Zudem hat UBS Asset Management bereits im November 2024 im Raum Apac seinen ersten tokenisierten Investmentfonds lanciert: Der UBS USD Money Market Investment Fund Token (U-Mint) ist eine Geldmarktanlage, die auf der öffentlichen Ethereum-Blockchain lanciert wurde. Und gemeinsam mit der Postfinance, Sygnum und der Schweizerischen Bankiervereinigung wurde ein interoperabler CHF-Buchgeld-Token-Proof-of-Concept durchgeführt, um die Machbarkeit und den potenziellen Nutzen zu prüfen.

Luft nach oben

Und geht es um Kryptowährungen, gibt es ebenfalls erste Schritte zu verzeichnen. «UBS-Kundinnen und Kunden können bereits heute unaufgefordert Kryptowährungs-ETPs oder -Futures sowie Anteile andere börsenkotierte Unternehmen mit Bezug zu Kryptowährungen auf ihren Brokerage-Konten kaufen, vorbehaltlich der lokalen regulatorischen Anforderungen und Verkaufsbeschränkungen, einschliesslich der Risikotoleranz.» Zurzeit bietet die Bank jedoch noch keine Beratung oder Empfehlungen zum Kauf von Kryptowährungen oder traditionellen Finanzinstrumenten, die sich auf Kryptowährungen beziehen (zum Beispiel ETFs), an. 

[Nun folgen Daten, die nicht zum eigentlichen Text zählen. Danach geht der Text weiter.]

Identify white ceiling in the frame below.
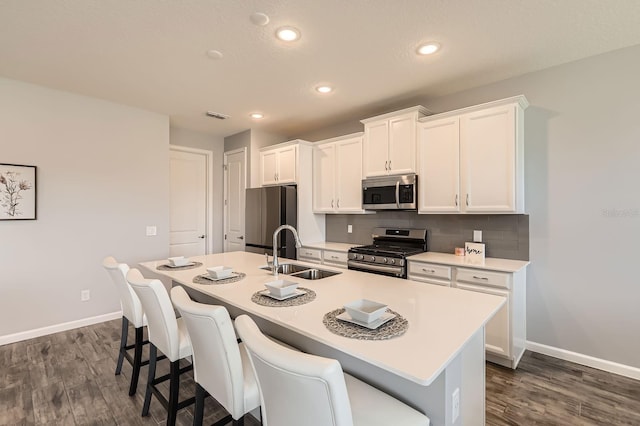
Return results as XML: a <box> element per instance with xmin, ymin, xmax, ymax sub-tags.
<box><xmin>2</xmin><ymin>1</ymin><xmax>640</xmax><ymax>139</ymax></box>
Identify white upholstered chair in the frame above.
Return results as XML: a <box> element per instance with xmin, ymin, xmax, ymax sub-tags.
<box><xmin>234</xmin><ymin>315</ymin><xmax>430</xmax><ymax>426</ymax></box>
<box><xmin>126</xmin><ymin>268</ymin><xmax>194</xmax><ymax>426</ymax></box>
<box><xmin>170</xmin><ymin>286</ymin><xmax>260</xmax><ymax>426</ymax></box>
<box><xmin>102</xmin><ymin>256</ymin><xmax>148</xmax><ymax>396</ymax></box>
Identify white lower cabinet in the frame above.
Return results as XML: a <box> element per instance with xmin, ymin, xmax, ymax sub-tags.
<box><xmin>298</xmin><ymin>246</ymin><xmax>350</xmax><ymax>269</ymax></box>
<box><xmin>322</xmin><ymin>250</ymin><xmax>348</xmax><ymax>269</ymax></box>
<box><xmin>408</xmin><ymin>259</ymin><xmax>527</xmax><ymax>369</ymax></box>
<box><xmin>297</xmin><ymin>247</ymin><xmax>322</xmax><ymax>264</ymax></box>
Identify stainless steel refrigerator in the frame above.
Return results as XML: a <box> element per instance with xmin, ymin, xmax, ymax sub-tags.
<box><xmin>244</xmin><ymin>186</ymin><xmax>298</xmax><ymax>260</ymax></box>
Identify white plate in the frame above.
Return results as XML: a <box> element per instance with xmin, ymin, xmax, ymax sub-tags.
<box><xmin>259</xmin><ymin>288</ymin><xmax>306</xmax><ymax>301</ymax></box>
<box><xmin>165</xmin><ymin>262</ymin><xmax>195</xmax><ymax>268</ymax></box>
<box><xmin>200</xmin><ymin>272</ymin><xmax>239</xmax><ymax>281</ymax></box>
<box><xmin>336</xmin><ymin>311</ymin><xmax>395</xmax><ymax>330</ymax></box>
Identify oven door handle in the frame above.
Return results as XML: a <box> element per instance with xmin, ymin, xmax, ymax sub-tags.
<box><xmin>348</xmin><ymin>260</ymin><xmax>404</xmax><ymax>275</ymax></box>
<box><xmin>395</xmin><ymin>181</ymin><xmax>400</xmax><ymax>209</ymax></box>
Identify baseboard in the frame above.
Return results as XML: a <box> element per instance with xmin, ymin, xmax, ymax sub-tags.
<box><xmin>527</xmin><ymin>341</ymin><xmax>640</xmax><ymax>381</ymax></box>
<box><xmin>0</xmin><ymin>311</ymin><xmax>122</xmax><ymax>346</ymax></box>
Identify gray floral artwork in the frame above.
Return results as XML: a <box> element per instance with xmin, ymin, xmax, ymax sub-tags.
<box><xmin>0</xmin><ymin>164</ymin><xmax>37</xmax><ymax>220</ymax></box>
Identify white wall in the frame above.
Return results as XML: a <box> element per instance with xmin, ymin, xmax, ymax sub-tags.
<box><xmin>0</xmin><ymin>77</ymin><xmax>170</xmax><ymax>338</ymax></box>
<box><xmin>170</xmin><ymin>127</ymin><xmax>225</xmax><ymax>253</ymax></box>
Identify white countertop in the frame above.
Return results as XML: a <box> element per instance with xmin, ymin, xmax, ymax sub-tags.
<box><xmin>141</xmin><ymin>251</ymin><xmax>505</xmax><ymax>387</ymax></box>
<box><xmin>301</xmin><ymin>241</ymin><xmax>359</xmax><ymax>252</ymax></box>
<box><xmin>408</xmin><ymin>252</ymin><xmax>529</xmax><ymax>273</ymax></box>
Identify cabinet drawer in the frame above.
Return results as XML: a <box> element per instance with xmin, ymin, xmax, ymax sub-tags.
<box><xmin>408</xmin><ymin>274</ymin><xmax>452</xmax><ymax>287</ymax></box>
<box><xmin>323</xmin><ymin>250</ymin><xmax>348</xmax><ymax>265</ymax></box>
<box><xmin>456</xmin><ymin>268</ymin><xmax>510</xmax><ymax>289</ymax></box>
<box><xmin>408</xmin><ymin>262</ymin><xmax>452</xmax><ymax>280</ymax></box>
<box><xmin>298</xmin><ymin>247</ymin><xmax>322</xmax><ymax>261</ymax></box>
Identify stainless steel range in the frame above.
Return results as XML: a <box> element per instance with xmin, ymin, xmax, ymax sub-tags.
<box><xmin>347</xmin><ymin>228</ymin><xmax>428</xmax><ymax>278</ymax></box>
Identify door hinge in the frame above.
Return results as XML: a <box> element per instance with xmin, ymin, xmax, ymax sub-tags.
<box><xmin>224</xmin><ymin>234</ymin><xmax>227</xmax><ymax>240</ymax></box>
<box><xmin>224</xmin><ymin>199</ymin><xmax>228</xmax><ymax>206</ymax></box>
<box><xmin>223</xmin><ymin>165</ymin><xmax>228</xmax><ymax>171</ymax></box>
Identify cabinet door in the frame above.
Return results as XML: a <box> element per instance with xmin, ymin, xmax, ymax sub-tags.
<box><xmin>364</xmin><ymin>120</ymin><xmax>389</xmax><ymax>177</ymax></box>
<box><xmin>260</xmin><ymin>150</ymin><xmax>278</xmax><ymax>186</ymax></box>
<box><xmin>388</xmin><ymin>113</ymin><xmax>417</xmax><ymax>175</ymax></box>
<box><xmin>460</xmin><ymin>105</ymin><xmax>516</xmax><ymax>212</ymax></box>
<box><xmin>456</xmin><ymin>282</ymin><xmax>511</xmax><ymax>359</ymax></box>
<box><xmin>417</xmin><ymin>117</ymin><xmax>460</xmax><ymax>213</ymax></box>
<box><xmin>336</xmin><ymin>136</ymin><xmax>363</xmax><ymax>212</ymax></box>
<box><xmin>313</xmin><ymin>143</ymin><xmax>336</xmax><ymax>212</ymax></box>
<box><xmin>277</xmin><ymin>145</ymin><xmax>297</xmax><ymax>184</ymax></box>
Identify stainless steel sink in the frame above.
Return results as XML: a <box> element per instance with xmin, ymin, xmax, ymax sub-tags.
<box><xmin>290</xmin><ymin>268</ymin><xmax>341</xmax><ymax>280</ymax></box>
<box><xmin>260</xmin><ymin>263</ymin><xmax>310</xmax><ymax>274</ymax></box>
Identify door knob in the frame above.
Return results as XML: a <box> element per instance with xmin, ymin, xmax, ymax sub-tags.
<box><xmin>198</xmin><ymin>235</ymin><xmax>206</xmax><ymax>239</ymax></box>
<box><xmin>238</xmin><ymin>236</ymin><xmax>244</xmax><ymax>240</ymax></box>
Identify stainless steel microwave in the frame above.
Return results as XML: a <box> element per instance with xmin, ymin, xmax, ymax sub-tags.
<box><xmin>362</xmin><ymin>174</ymin><xmax>418</xmax><ymax>210</ymax></box>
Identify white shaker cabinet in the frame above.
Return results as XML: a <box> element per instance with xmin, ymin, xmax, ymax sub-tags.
<box><xmin>361</xmin><ymin>106</ymin><xmax>430</xmax><ymax>177</ymax></box>
<box><xmin>313</xmin><ymin>133</ymin><xmax>364</xmax><ymax>213</ymax></box>
<box><xmin>417</xmin><ymin>95</ymin><xmax>527</xmax><ymax>214</ymax></box>
<box><xmin>260</xmin><ymin>144</ymin><xmax>298</xmax><ymax>186</ymax></box>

Und das steht quasi sinnbildlich für das von Borini angesprochene Hinterherhinken der Schweizer Bankenwelt. Denn wenn Blockchain, dann auch Krypto. Dazu Rino Borini: «Jede Blockchain rechnet in ihrem eigenen Asset ab. Ohne Bitcoin, Ether oder Stablecoins bewegt sich gar nichts, keine Transaktion, kein Smart Contract, kein Settlement.» Wer also Krypto ablehnt, aber Blockchain preist, schneidet sich ins eigene Fleisch. Die Folge: «Man baut Luftschlösser in der Theorie, während die Praxis längst durch die nativen Assets funktioniert.»